Metrics span retrieval quality (Recall@k, MAP, NDCG@k), generation fidelity (BLEU, ROUGE, CIDEr, EM, F1), and faithfulness (LLM-based judging, hallucination detection, relevance/correctness scoring). Several benchmarks include extensive adversarial, paraphrase, and cross-modality challenge sets (Xu et al., 16 May 2025, Wasserman et al., 17 Feb 2025, Wang et al., 30 Oct 2025, Liu et al., 24 Feb 2025, Ma et al., 2024).

6. Empirical Findings and Design Principles

Extensive ablations and empirical studies reveal core principles:

  • Graph and Knowledge-Graph Approaches: Unified hierarchical or multi-granularity knowledge graphs (MG2^2-RAG, MegaRAG, MMGraphRAG) dramatically improve accuracy in knowledge-based and long-context reasoning, yielding up to 43.3× speedup and 23.9× cost reduction over prior translation-to-text graph RAG systems (Dai et al., 4 Apr 2026, Hsiao et al., 26 Nov 2025, Wan et al., 28 Jul 2025).
  • Adaptive and Model-Aware Filtering: MMA-RAG and MMKB-RAG show that dynamic gating and self-reflective filtering avoid performance degradation from irrelevant retrieval, improving VQA accuracy by up to +8.2% over baselines (Du et al., 28 Feb 2026, Ling et al., 14 Apr 2025).
  • Listwise, Zero-Shot Re-rankers and Top-1 Feeding: Best practices from mRAG (Hu et al., 29 May 2025) indicate listwise re-ranking (Qwen2-VL zero-shot) consistently improves Recall@1, and that end-to-end response fidelity is maximized by delivering only the single most relevant document post re-rank.
  • Prompting and Stagewise Generation: For multi-modal generation, joint multi-stage prompting (retrieval + structuring + refinement) outperforms separate modeling, with LLM-based systems outperforming MLLMs in end-to-end multi-modal generation quality, especially on smaller models (Ma et al., 2024).
  • Explainable, RL-based Optimization: Structured reward functions in reinforcement fine-tuning enable explicit evidence identification and chain-of-thought output, boosting both explainability and accuracy (Zhao et al., 19 Dec 2025).

7. Limitations, Open Problems, and Future Research Directions

Despite rapid progress, MM-RAG faces persistent scientific and engineering challenges:

  • Cross-Modal Embedding Alignment: The “modality gap” persists in many systems; training-free or lightweight linear alignment (e.g., as in mRAG-gim (Jaiswal et al., 6 Aug 2025)) partially addresses embedding misalignment but may limit transferability.
  • Retrieval-Generation Coupling: Retrieval improvements translate imperfectly to downstream generation.
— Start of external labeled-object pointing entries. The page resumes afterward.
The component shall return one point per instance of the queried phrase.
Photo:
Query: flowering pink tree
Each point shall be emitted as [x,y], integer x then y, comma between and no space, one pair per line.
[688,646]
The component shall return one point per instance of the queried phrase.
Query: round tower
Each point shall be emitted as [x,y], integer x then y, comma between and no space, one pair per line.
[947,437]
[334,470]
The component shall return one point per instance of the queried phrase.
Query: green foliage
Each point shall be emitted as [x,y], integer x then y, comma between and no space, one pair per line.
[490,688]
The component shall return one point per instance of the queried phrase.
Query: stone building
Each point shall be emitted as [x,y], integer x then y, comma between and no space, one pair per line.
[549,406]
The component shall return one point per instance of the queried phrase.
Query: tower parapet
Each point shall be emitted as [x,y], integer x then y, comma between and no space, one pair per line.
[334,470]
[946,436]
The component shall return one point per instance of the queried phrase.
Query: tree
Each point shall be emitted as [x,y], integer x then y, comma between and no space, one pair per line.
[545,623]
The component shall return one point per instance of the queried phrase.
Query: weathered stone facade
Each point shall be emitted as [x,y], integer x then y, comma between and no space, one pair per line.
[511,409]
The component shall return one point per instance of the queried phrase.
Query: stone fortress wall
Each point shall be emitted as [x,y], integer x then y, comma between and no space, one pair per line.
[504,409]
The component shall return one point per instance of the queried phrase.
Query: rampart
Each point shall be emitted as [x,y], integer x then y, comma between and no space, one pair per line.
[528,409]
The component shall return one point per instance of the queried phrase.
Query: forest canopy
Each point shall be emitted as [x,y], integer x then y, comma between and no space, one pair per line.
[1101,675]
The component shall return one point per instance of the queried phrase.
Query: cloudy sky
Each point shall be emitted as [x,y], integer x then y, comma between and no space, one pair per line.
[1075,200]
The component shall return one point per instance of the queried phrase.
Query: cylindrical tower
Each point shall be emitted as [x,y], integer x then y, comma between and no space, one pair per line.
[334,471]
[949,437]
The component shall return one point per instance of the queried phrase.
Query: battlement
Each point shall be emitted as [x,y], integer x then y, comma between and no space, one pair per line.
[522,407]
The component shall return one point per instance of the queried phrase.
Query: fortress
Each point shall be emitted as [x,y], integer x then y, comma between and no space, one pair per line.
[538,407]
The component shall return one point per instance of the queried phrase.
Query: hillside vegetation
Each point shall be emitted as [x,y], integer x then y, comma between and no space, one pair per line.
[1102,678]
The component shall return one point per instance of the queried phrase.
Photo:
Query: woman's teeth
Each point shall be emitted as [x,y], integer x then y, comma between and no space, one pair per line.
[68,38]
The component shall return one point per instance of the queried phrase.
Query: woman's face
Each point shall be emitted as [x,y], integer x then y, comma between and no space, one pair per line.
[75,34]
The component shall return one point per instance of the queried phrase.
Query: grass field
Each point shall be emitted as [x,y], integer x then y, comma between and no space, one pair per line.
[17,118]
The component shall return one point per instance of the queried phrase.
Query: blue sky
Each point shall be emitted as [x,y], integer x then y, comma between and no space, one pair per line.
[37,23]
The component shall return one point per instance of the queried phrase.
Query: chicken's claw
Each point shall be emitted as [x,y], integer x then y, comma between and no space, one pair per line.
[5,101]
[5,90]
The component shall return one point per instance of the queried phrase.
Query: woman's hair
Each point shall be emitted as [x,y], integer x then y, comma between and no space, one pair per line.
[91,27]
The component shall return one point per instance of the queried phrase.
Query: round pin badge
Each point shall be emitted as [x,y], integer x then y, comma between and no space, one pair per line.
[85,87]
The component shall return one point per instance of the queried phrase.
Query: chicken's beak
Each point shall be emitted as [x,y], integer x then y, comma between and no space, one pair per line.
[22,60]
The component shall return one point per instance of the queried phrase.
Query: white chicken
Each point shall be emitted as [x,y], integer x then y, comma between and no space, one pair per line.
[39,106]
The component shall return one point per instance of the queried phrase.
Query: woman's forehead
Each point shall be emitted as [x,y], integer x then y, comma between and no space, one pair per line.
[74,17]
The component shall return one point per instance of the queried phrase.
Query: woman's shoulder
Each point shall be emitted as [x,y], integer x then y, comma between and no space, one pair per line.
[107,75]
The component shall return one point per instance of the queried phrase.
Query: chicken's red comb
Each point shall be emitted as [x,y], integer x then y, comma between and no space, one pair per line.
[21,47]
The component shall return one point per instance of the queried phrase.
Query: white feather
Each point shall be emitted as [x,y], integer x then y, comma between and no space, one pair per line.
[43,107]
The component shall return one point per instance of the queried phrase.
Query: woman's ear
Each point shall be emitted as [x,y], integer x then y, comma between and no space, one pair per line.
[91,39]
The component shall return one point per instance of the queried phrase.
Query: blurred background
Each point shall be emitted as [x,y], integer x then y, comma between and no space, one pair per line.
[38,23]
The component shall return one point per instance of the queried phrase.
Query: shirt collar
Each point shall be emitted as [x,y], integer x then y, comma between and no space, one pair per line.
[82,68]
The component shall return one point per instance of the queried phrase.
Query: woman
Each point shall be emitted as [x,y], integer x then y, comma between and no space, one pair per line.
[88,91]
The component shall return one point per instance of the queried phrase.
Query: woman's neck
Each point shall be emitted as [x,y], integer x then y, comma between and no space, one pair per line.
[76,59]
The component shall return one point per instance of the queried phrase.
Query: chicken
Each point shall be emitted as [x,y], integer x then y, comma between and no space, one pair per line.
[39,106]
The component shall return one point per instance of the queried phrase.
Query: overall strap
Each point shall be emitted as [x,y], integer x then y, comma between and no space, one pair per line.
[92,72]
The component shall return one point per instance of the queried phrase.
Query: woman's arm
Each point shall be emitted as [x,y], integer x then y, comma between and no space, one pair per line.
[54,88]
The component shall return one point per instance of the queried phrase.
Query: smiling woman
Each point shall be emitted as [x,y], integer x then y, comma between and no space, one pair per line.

The retrieval–generation gap, especially for dense, visual, or table-based evidence, remains an open problem (Li et al., 12 Jan 2026, Wasserman et al., 17 Feb 2025, Hsiao et al., 26 Nov 2025).
  • Scalability and Efficiency: Memory and indexing requirements of cross-page, graph-based, or high-dimensional feature fusion approaches limit scalability. MM-RAG research is progressing toward low-overhead, on-device, and batch-efficient algorithms (Dai et al., 4 Apr 2026, Jaiswal et al., 6 Aug 2025).
  • Robustness to Paraphrase and Domain Shift: REAL-MM-RAG highlights vulnerability of MM-RAG retrieval to superficial query variation and dense, table-heavy content. Training on paraphrased and table-specific corpora mitigates these deficits (Wasserman et al., 17 Feb 2025).
  • Evaluation and Standardization: The field lacks consensus on best practices for multi-modal faithfulness, hallucination assessment, and robust evaluation under distribution shifts. Unified, fine-grained benchmarks are being developed, but challenges in subjective vs. objective response assessment and multi-hop/multi-turn dialogue remain (Xu et al., 16 May 2025, Mortaheb et al., 7 Jan 2025, Wasserman et al., 17 Feb 2025).
  • Modality Expansion: Audio, video, and 3D data modalities are only beginning to be incorporated, with early work demonstrating joint video–image–text RAG for adaptive robotic assistance (Mao et al., 29 May 2025).

Future research is oriented towards end-to-end co-trained MM-RAG paradigms, hybrid LLM/graph/planner architectures, more universal cross-modal embedding models, robust self-reflective retrieval pipelines, and comprehensive multi-turn, multi-modal benchmarks (Mei et al., 26 Mar 2025, Hu et al., 29 May 2025, Dai et al., 4 Apr 2026, Hsiao et al., 26 Nov 2025, Liu et al., 24 Feb 2025).